The healthcare market in the United States is one of the most heavily regulated and fractured markets in existence. Many processes between providers and insurers are redundant, and thus add unnecessary expense to all parties. These expenses are estimated to be in excess of $59B per year. This fragmented system is a result of stakeholders unwilling to assume the risk associated with designating an intermediary to handle processing of data related to healthcare services between all stakeholders. The result is a duplication of this process at every provider and payer involved in healthcare services. Moving to a central authority-or clearinghouse-for all healthcare services would dramatically reduce expenses for both insurers and providers. No concerted effort to move to a central clearinghouse has occurred yet, as the existing expense is clearly not as high as the risk of moving to a centralized intermediary. A central clearinghouse based on conventional technology systems would also require an overwhelming amount of trust. A blockchain’s distributed ledger system allows users to interact with each other without relying on trust. Every transaction is completed with absolute certainty, allowing a versatile system capable of replacing the thousands of fragmented systems which currently facilitate this process.

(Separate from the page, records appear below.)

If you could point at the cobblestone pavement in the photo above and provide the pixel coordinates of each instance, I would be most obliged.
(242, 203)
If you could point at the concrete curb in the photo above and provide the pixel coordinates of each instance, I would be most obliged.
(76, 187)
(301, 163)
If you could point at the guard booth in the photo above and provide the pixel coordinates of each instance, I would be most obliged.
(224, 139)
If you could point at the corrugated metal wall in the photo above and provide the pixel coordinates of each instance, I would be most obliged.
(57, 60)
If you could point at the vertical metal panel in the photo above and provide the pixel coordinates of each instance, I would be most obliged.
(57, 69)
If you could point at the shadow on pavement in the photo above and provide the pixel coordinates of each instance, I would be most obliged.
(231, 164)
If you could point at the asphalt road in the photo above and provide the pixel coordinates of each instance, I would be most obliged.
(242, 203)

Removing the need for a high level of trust would open all three of these parties to a solution where the motivations of each group can be satisfied in a mutually beneficial manner. Each group has the following motivations:
Providers – 5-10% of providers’ total expense is processing claims. In 2015, the total expenditure on healthcare services was $3.2T, or $9,990 per person1 on roughly eight billion transactions per year. 20% of this expenditure was for physicians alone. Total penetration into healthcare services would impact $160M to $320M in provider spending per year. Veris will reduce this significantly, and while not reaching $0, will create free market forces driving this expense downward to a point where the market determines the added value of processing claims. Additionally, Veris will reduce the impact that late
receivables have on a provider’s cash flow, thus increasing liquidity in a business that is often asset intensive.

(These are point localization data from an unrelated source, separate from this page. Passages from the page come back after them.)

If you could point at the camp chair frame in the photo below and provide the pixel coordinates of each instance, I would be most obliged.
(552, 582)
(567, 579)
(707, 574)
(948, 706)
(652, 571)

Insurers – Insurance providers currently process claims by comparing patient data to their privatized repositories of rules and policy data. These rules are not publicly available, yet must be used in conjunction with smart contracts to streamline the process. This can be done by also appealing to their need to control expenses as most payers are currently under shareholder pressure to produce higher returns. Additionally, the Centers for Medicare and Medicaid Services (CMS) have a vested interest in reducing the overhead of the claims process
Payers can also be further incentivized to utilize Veris as all payers on the chain will be able to view the healthcare services authorized by the provider (but not reveal individual patients who have received specific treatments). This data is real-time and transparent. This provides payers greater detail to use within their actuarial models, and should lead to better forecasting.
Banks – Financial institutions are interested in capturing and converting as much of consumer and business spending on health insurance and health-related services as possible to Healthcare Saving Accounts. Ultimately banks would prefer to persuade employers to stop buying health insurance for employees and instead make a defined contribution to an employee’s ‘HSA-like’ account where the employee will purchase their own insurance. Management of these funds provides an additional revenue stream for the bank.
Currently there is approximately $28B in HSA accounts2 with an enrollment of 20 to 22 million people. HSAs are only offered by roughly 30% of employers; of those HSAs under management, only 3% have invested any of their assets. Veris integrates payment to providers in a seamless fashion to encourage the growth of the HSA and HSA-style accounts managed by banks.